The National Institute of Standards and Technology (NIST) issued a draft update on Tuesday to its Framework for Improving Critical Infrastructure Cybersecurity, aka the Cybersecurity Framework, aimed at forging stronger cybersecurity measures.
To assist organizations in reducing cybersecurity risk, NIST, a branch of the U.S. Department of Commerce which provides measurement standards, offered up a new draft to evolve its voluntary guidance on "managing cyber supply chain risks, clarifying key terms, and introducing measurement methods for cybersecurity."
First issued in 2014, at the behest of an executive order, the Cybersecurity Framework's original intention was to develop a collaborative process – involving industry, academia and government agencies – to develop a voluntary framework to "help organizations manage cybersecurity risk in the nation's critical infrastructure, such as bridges and the electric power grid." Since then, the guidance has evolved and been adapted more broadly.
NIST claimed that the latest draft, Framework for Improving Critical Infrastructure Cybersecurity Version 1.1, includes comments and suggestions from 2015 requests for comment as well as from attendees of a Cybersecurity Framework Workshop 2016.
"The national and economic security of the United States depends on the reliable functioning of critical infrastructure," the draft explained. "Cybersecurity threats exploit the increased complexity and connectivity of critical infrastructure systems, placing the Nation's security, economy, and public safety and health at risk."
The new update to the Framework empowers organizations – large and small, regardless of degree of cybersecurity – to use the risk management guidance to strengthen the security and defense of critical infrastructure.
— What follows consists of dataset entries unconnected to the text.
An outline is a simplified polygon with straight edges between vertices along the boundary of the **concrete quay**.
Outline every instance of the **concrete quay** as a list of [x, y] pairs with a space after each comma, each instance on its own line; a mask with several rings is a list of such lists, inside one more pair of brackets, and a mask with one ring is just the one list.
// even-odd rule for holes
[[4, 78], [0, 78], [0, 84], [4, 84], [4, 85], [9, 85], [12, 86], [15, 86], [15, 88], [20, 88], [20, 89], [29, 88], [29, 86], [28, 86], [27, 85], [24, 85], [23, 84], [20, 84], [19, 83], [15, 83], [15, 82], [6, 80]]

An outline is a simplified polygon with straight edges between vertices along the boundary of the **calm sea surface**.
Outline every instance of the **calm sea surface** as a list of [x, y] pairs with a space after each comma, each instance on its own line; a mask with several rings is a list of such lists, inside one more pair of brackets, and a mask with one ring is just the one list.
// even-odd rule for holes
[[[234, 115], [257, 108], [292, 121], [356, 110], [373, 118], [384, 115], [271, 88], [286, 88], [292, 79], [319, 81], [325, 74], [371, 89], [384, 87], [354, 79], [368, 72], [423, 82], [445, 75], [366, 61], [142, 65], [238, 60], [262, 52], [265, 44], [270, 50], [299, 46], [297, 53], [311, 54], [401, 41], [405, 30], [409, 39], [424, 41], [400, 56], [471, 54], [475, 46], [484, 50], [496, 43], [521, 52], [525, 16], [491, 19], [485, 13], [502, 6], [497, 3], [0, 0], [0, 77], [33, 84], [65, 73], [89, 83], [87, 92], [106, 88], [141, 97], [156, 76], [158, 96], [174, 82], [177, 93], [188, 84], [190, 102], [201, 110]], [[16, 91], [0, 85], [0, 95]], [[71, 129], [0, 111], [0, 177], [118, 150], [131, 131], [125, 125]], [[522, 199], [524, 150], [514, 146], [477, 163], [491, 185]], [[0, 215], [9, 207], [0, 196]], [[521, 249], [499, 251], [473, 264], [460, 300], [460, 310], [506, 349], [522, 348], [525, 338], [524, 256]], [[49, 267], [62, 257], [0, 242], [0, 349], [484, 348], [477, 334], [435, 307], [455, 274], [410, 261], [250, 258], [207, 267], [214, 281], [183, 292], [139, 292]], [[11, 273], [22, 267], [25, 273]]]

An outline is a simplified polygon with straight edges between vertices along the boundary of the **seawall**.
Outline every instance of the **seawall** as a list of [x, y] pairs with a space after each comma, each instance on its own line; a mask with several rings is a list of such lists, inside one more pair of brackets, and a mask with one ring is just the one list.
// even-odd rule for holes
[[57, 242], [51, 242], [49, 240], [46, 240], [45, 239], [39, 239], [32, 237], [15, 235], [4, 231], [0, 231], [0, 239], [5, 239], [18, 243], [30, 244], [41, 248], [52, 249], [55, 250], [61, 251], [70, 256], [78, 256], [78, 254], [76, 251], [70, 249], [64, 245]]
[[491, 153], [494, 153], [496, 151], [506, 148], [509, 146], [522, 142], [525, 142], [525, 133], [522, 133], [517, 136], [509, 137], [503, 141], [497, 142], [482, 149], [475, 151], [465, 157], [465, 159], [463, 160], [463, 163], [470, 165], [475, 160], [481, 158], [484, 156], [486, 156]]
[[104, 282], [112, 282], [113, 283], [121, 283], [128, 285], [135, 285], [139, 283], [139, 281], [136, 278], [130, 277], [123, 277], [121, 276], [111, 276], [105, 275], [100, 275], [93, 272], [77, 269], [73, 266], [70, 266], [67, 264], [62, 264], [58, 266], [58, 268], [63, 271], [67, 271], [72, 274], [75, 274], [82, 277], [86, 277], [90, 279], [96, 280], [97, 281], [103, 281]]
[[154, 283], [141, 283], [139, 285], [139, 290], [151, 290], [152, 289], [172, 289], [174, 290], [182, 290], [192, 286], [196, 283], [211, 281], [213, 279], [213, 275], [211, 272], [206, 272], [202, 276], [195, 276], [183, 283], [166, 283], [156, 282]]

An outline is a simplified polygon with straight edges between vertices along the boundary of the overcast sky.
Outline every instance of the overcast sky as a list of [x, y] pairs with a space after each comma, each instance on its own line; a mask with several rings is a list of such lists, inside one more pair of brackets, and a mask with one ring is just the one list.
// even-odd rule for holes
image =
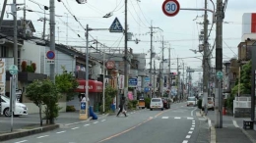
[[[49, 0], [33, 0], [38, 3], [34, 4], [30, 0], [26, 0], [27, 9], [33, 11], [39, 11], [43, 13], [43, 5], [48, 6]], [[78, 22], [74, 20], [72, 16], [76, 16], [81, 22], [82, 25], [86, 27], [89, 24], [92, 28], [109, 28], [111, 23], [117, 17], [124, 26], [124, 0], [88, 0], [84, 5], [79, 5], [76, 0], [61, 0], [63, 3], [55, 0], [56, 15], [62, 17], [56, 17], [56, 42], [66, 44], [66, 24], [68, 14], [68, 44], [85, 46], [85, 31]], [[181, 8], [203, 8], [204, 0], [178, 0]], [[9, 0], [9, 3], [12, 2]], [[24, 0], [17, 0], [17, 3], [23, 3]], [[133, 39], [140, 39], [139, 44], [135, 44], [133, 41], [128, 42], [128, 46], [133, 49], [134, 53], [149, 53], [150, 50], [150, 24], [160, 27], [163, 30], [161, 32], [159, 29], [154, 29], [154, 48], [158, 56], [161, 57], [161, 35], [165, 41], [164, 44], [164, 59], [168, 58], [168, 49], [171, 48], [171, 63], [177, 63], [178, 58], [184, 58], [179, 60], [180, 64], [185, 63], [185, 67], [191, 67], [192, 69], [198, 69], [201, 67], [202, 62], [200, 59], [188, 58], [202, 56], [200, 53], [194, 54], [189, 49], [198, 49], [198, 33], [203, 28], [203, 18], [200, 18], [204, 12], [196, 11], [180, 11], [175, 17], [166, 17], [161, 11], [161, 5], [163, 0], [128, 0], [128, 24], [129, 32], [133, 33]], [[216, 0], [214, 0], [216, 2]], [[0, 4], [3, 3], [1, 0]], [[216, 4], [215, 4], [216, 5]], [[213, 5], [208, 0], [209, 9], [213, 9]], [[2, 8], [2, 5], [1, 5]], [[42, 9], [41, 9], [42, 8]], [[241, 29], [242, 29], [242, 15], [243, 13], [255, 12], [256, 3], [254, 0], [229, 0], [227, 8], [225, 10], [224, 24], [224, 60], [228, 60], [237, 54], [237, 45], [241, 41]], [[10, 13], [10, 6], [7, 6], [7, 12]], [[105, 14], [113, 12], [113, 16], [104, 19]], [[48, 14], [49, 11], [46, 11]], [[71, 14], [70, 14], [71, 13]], [[23, 12], [18, 12], [18, 18], [23, 17]], [[210, 23], [212, 24], [212, 14], [208, 13]], [[196, 17], [196, 21], [193, 21]], [[32, 20], [36, 33], [34, 35], [41, 36], [43, 29], [43, 23], [38, 22], [39, 18], [43, 18], [43, 14], [35, 12], [27, 12], [27, 19]], [[46, 15], [46, 18], [49, 18]], [[5, 19], [7, 17], [5, 16]], [[12, 19], [12, 16], [9, 16]], [[46, 33], [49, 32], [49, 23], [46, 24]], [[59, 27], [59, 28], [58, 28]], [[211, 24], [209, 25], [209, 29]], [[59, 29], [59, 30], [58, 30]], [[215, 25], [211, 32], [210, 43], [213, 45], [215, 38]], [[59, 33], [59, 36], [58, 36]], [[78, 37], [80, 34], [81, 37]], [[122, 33], [110, 33], [107, 30], [102, 31], [91, 31], [94, 38], [108, 47], [124, 47], [124, 37]], [[59, 41], [58, 41], [59, 39]], [[90, 38], [92, 40], [92, 38]], [[215, 50], [214, 50], [215, 51]], [[215, 52], [213, 53], [215, 57]], [[149, 58], [149, 54], [148, 57]], [[148, 60], [149, 61], [149, 60]], [[213, 62], [215, 60], [213, 59]], [[156, 61], [159, 64], [159, 60]], [[149, 66], [148, 66], [149, 67]], [[159, 67], [159, 66], [158, 66]], [[172, 65], [172, 68], [176, 68], [176, 65]], [[175, 72], [175, 71], [174, 71]], [[198, 72], [194, 73], [194, 77], [198, 77]]]

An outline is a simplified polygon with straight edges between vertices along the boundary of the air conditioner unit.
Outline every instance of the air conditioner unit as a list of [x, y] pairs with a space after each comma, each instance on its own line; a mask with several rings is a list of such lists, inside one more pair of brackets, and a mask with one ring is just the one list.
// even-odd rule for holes
[[200, 44], [200, 45], [198, 46], [198, 51], [199, 51], [199, 52], [203, 52], [203, 51], [204, 51], [204, 44]]

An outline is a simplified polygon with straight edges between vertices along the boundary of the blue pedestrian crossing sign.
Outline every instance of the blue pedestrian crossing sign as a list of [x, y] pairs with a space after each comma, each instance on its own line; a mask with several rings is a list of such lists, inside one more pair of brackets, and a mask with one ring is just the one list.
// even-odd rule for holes
[[110, 32], [123, 32], [123, 26], [120, 24], [119, 20], [117, 18], [114, 19], [114, 22], [109, 27]]

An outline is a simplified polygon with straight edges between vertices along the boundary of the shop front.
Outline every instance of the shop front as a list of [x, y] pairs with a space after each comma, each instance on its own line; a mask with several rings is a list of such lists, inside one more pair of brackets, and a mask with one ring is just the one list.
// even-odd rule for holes
[[[80, 109], [80, 102], [86, 95], [86, 80], [85, 79], [77, 79], [79, 86], [75, 90], [79, 93], [73, 100], [67, 103], [68, 106], [74, 106], [76, 110]], [[98, 107], [102, 102], [102, 82], [97, 80], [89, 80], [89, 105], [94, 107], [95, 112], [98, 112]]]

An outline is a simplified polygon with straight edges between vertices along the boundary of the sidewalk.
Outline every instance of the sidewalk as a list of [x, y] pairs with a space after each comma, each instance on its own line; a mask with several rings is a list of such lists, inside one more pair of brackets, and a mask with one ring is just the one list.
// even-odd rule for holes
[[[215, 112], [209, 111], [207, 118], [209, 125], [215, 126]], [[215, 128], [217, 143], [256, 143], [256, 131], [243, 129], [243, 119], [229, 116], [223, 116], [223, 128]], [[256, 126], [254, 125], [254, 129]], [[212, 132], [211, 132], [212, 133]]]

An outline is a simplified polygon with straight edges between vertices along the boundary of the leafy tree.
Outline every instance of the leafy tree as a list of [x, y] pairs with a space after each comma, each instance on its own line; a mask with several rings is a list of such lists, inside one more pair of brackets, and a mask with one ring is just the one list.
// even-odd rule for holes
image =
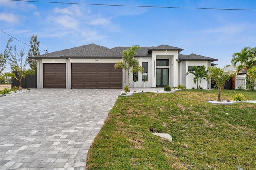
[[228, 72], [225, 72], [224, 70], [220, 68], [216, 67], [208, 67], [208, 70], [210, 74], [209, 77], [212, 79], [214, 82], [215, 83], [215, 87], [218, 87], [218, 99], [217, 101], [221, 102], [220, 95], [221, 89], [223, 88], [225, 85], [225, 82], [228, 79], [235, 75], [235, 73], [229, 73]]
[[[40, 41], [37, 41], [37, 35], [35, 36], [33, 34], [30, 38], [30, 49], [28, 50], [28, 57], [34, 57], [40, 55], [39, 50]], [[28, 58], [28, 63], [31, 69], [36, 70], [37, 69], [37, 61], [34, 59]]]
[[35, 70], [32, 69], [26, 69], [26, 67], [28, 64], [28, 57], [24, 58], [24, 48], [20, 50], [20, 54], [17, 53], [16, 46], [14, 46], [14, 51], [11, 53], [11, 57], [9, 60], [8, 63], [13, 71], [16, 71], [17, 76], [14, 72], [7, 72], [2, 75], [5, 77], [11, 77], [16, 79], [20, 82], [19, 90], [22, 90], [21, 81], [22, 79], [26, 79], [27, 75], [32, 75], [35, 74]]
[[137, 45], [132, 46], [128, 51], [125, 50], [122, 52], [122, 55], [125, 63], [118, 61], [115, 64], [115, 68], [120, 68], [127, 72], [128, 74], [128, 87], [130, 85], [130, 74], [136, 72], [140, 72], [142, 74], [144, 73], [144, 68], [139, 65], [139, 60], [134, 58], [137, 55], [136, 51], [140, 49], [140, 47]]
[[7, 59], [11, 55], [12, 51], [12, 46], [9, 46], [10, 43], [12, 40], [10, 38], [7, 41], [7, 44], [5, 49], [0, 54], [0, 75], [1, 75], [6, 68], [6, 64], [7, 62]]
[[196, 83], [196, 89], [198, 88], [198, 79], [200, 79], [200, 83], [199, 83], [199, 88], [201, 86], [201, 82], [202, 80], [205, 80], [208, 81], [207, 73], [208, 73], [208, 70], [206, 69], [205, 66], [204, 65], [202, 66], [193, 67], [193, 70], [189, 71], [187, 72], [187, 75], [191, 73], [193, 74], [195, 76], [193, 79], [194, 80], [194, 83]]

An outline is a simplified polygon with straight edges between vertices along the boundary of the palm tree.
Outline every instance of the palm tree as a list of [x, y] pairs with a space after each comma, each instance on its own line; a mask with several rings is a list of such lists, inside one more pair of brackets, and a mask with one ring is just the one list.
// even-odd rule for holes
[[137, 45], [132, 46], [128, 51], [123, 51], [122, 53], [125, 61], [118, 61], [115, 64], [115, 68], [120, 68], [127, 72], [128, 74], [128, 87], [130, 85], [130, 74], [136, 72], [140, 72], [142, 74], [144, 73], [144, 68], [139, 65], [139, 61], [137, 59], [134, 58], [134, 56], [137, 55], [136, 51], [140, 49], [140, 47]]
[[[238, 73], [242, 69], [248, 69], [252, 66], [252, 65], [255, 63], [253, 59], [254, 57], [253, 49], [246, 47], [243, 48], [240, 52], [237, 52], [233, 54], [231, 63], [234, 67], [237, 67]], [[239, 63], [240, 65], [237, 65]]]
[[230, 77], [235, 75], [235, 73], [229, 73], [225, 72], [224, 70], [216, 67], [208, 67], [209, 71], [209, 77], [212, 79], [214, 82], [215, 82], [215, 86], [218, 87], [218, 99], [217, 101], [221, 102], [220, 95], [221, 89], [224, 87], [225, 82]]
[[196, 83], [196, 89], [198, 89], [198, 79], [200, 79], [200, 83], [199, 83], [199, 88], [201, 86], [201, 82], [202, 80], [205, 80], [208, 81], [207, 73], [208, 73], [208, 70], [206, 70], [205, 66], [204, 65], [202, 66], [196, 67], [194, 66], [193, 67], [193, 70], [189, 71], [187, 72], [187, 75], [191, 73], [194, 75], [195, 76], [193, 79], [194, 80], [194, 83]]
[[256, 81], [256, 66], [253, 66], [248, 70], [247, 75], [249, 80]]
[[2, 76], [4, 77], [11, 77], [14, 79], [16, 79], [20, 82], [20, 85], [19, 86], [19, 90], [22, 90], [22, 88], [21, 87], [21, 81], [24, 78], [26, 78], [27, 75], [33, 75], [35, 74], [35, 70], [32, 69], [28, 69], [26, 70], [22, 70], [21, 69], [16, 69], [17, 76], [14, 72], [7, 72], [3, 73]]

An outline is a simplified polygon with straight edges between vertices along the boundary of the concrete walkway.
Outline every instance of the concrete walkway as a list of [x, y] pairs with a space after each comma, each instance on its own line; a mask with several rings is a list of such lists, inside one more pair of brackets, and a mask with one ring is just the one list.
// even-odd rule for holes
[[0, 97], [0, 169], [85, 169], [122, 90], [32, 89]]

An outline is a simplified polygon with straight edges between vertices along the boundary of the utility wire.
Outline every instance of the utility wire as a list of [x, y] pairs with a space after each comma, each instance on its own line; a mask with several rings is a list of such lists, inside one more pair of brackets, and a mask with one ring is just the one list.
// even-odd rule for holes
[[48, 1], [38, 1], [34, 0], [6, 0], [12, 1], [26, 2], [40, 2], [40, 3], [49, 3], [54, 4], [72, 4], [76, 5], [99, 5], [102, 6], [126, 6], [132, 7], [142, 7], [142, 8], [180, 8], [180, 9], [196, 9], [201, 10], [244, 10], [244, 11], [256, 11], [256, 9], [232, 9], [232, 8], [192, 8], [192, 7], [176, 7], [171, 6], [144, 6], [137, 5], [114, 5], [114, 4], [88, 4], [83, 3], [75, 3], [75, 2], [48, 2]]
[[[25, 43], [24, 42], [22, 42], [21, 41], [20, 41], [20, 40], [19, 40], [17, 39], [17, 38], [15, 38], [15, 37], [13, 37], [13, 36], [11, 36], [11, 35], [10, 35], [9, 34], [8, 34], [8, 33], [6, 33], [6, 32], [4, 32], [4, 31], [3, 31], [2, 30], [0, 29], [0, 30], [1, 30], [1, 31], [2, 31], [2, 32], [4, 32], [4, 33], [5, 33], [5, 34], [7, 34], [7, 35], [8, 35], [9, 36], [10, 36], [10, 37], [12, 37], [12, 38], [14, 38], [14, 39], [16, 40], [19, 41], [19, 42], [20, 42], [21, 43], [24, 43], [24, 44], [25, 44], [25, 45], [28, 45], [28, 46], [29, 46], [30, 47], [30, 45], [29, 45], [28, 44], [27, 44], [27, 43]], [[44, 51], [42, 51], [42, 50], [40, 50], [40, 49], [39, 49], [39, 51], [42, 51], [42, 52], [44, 52]]]

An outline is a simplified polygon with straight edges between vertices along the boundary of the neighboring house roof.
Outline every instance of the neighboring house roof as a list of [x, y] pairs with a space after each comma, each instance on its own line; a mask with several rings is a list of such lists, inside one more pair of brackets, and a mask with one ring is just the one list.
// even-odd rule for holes
[[[131, 47], [117, 47], [109, 49], [94, 43], [81, 46], [63, 50], [49, 53], [39, 55], [32, 57], [33, 59], [58, 59], [58, 58], [122, 58], [122, 53], [124, 50], [128, 50]], [[151, 57], [153, 51], [177, 50], [178, 52], [183, 50], [181, 48], [171, 46], [162, 45], [157, 47], [141, 47], [138, 50], [135, 57]], [[194, 54], [186, 55], [178, 53], [178, 59], [180, 61], [186, 60], [209, 60], [214, 61], [218, 60]]]
[[178, 54], [178, 59], [180, 61], [186, 60], [207, 60], [210, 61], [215, 61], [218, 59], [195, 54], [190, 54], [186, 55], [181, 54]]
[[236, 71], [236, 68], [233, 65], [230, 65], [223, 68], [223, 70], [225, 71]]

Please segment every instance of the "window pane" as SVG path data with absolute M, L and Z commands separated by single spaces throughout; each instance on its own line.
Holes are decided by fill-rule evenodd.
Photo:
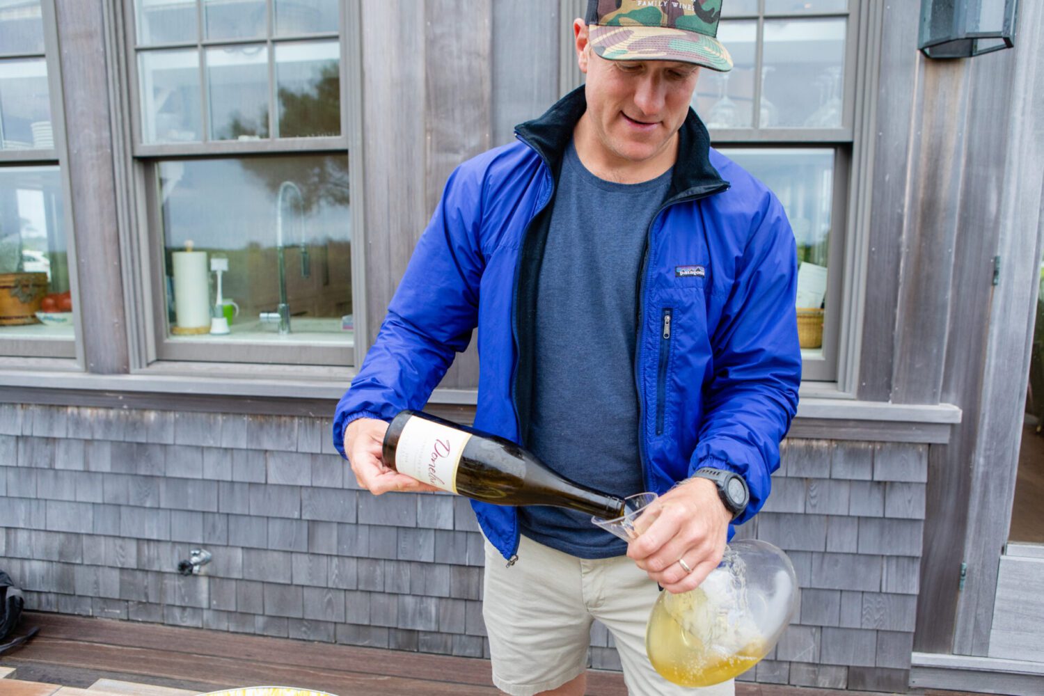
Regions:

“We wrote this update to refine and enhance the original document and to make it easier to use,” said Matt Barrett, NIST's program manager for the Cybersecurity Framework. “This update is fully compatible with the original framework, and the framework remains voluntary and flexible to adaptation.”
One feature of the latest draft includes the creation of standardized terms so chain risk management collaborators can more easily coordinate cybersecurity efforts. The goal, NIST stated, was for small businesses to more efficiently choose cloud service providers and for a federal agency partnering with a system integrator to implement an IT system.
“In the update we introduce the notion of cybersecurity measurement to get the conversation started,” Barrett said. “Measurements will be critical to ensure that cybersecurity receives proper consideration in a larger enterprise risk management discussion,” he added.
Use of the Cybersecurity Framework is voluntary, Barrett told SC Media on Wednesday. "It is vital that organizations use a cybersecurity risk management approach that a) addresses a comprehensive breadth of cybersecurity concerns, b) balances cybersecurity operations with incident preparation activities, and c) seamlessly integrates with enterprise risk decisions which are broader than just cybersecurity."
The Cybersecurity Framework, he adds, meets all of these criteria, therefore it is recommended for consideration and use.
NIST said its Framework is a living document and further enhancements will continuously be amended.
The deadline to send comments is April 10. Comments should be sent to [email protected]. As well, an official said NIST will hold a public workshop following the comment period.
Depending on the volume of public comment, Barrett told SC that the next proposed update for the Cybersecurity Framework should be published in Fall 2017.